The issue has provoked an unusual running floor battle between two Republican senators - Bob Mensch, a former business executive from Montgomery County, and Pat Vance of Cumberland County, the legislature's only registered nurse.
Monday's 31-19 vote on the "study" amendment, proposed by Vance, was largely on party lines, but with notable Republican defections on sex and geographic lines. The measure picked up support of the majority of Republican women as well as several GOP senators from Southeastern Pennsylvania.
A final vote could come as early as Tuesday.
Vance, the lead sponsor of the original bill, said a study would shed light in the dispute over whether new requirements would shutter clinics. "Some say, 'Yes, it would shut them down'; others say, 'No, it won't,' " she said.

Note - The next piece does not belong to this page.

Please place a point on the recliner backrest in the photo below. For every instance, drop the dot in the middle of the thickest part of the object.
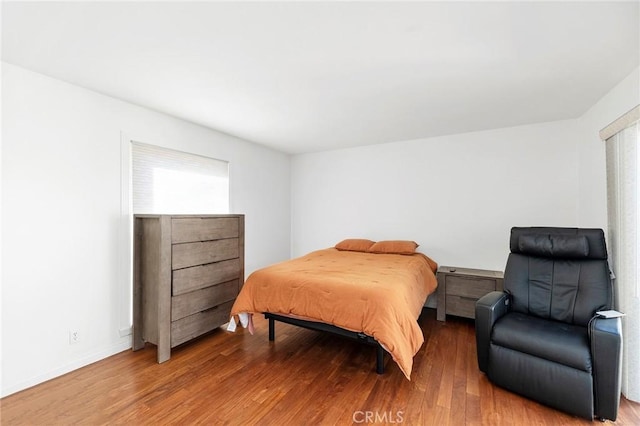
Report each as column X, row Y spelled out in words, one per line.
column 560, row 274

Mensch - who won passage last week of an amendment toughening the restrictions in Vance's original bill - said he was merely following the recommendations of the grand jury report last year that led to murder charges against Philadelphia abortion doctor Kermit Gosnell. That report - which said Gosnell's clinic had gone uninspected for 17 years - prompted calls for tougher scrutiny of abortion clinics.
Mensch's amendment would require clinics that perform abortions after nine weeks of pregnancy to meet the same standards as the nearly 300 "ambulatory surgical facilities" that perform outpatient operations. Those facilities have larger surgical rooms, wider, hospital-grade elevators, and a registered nurse on-site at all times.
Mensch's language would make Pennsylvania's abortion clinic regulations among the nation's most stringent. Ten states, including New Jersey, have similar laws - but they apply only to abortions later in pregnancy.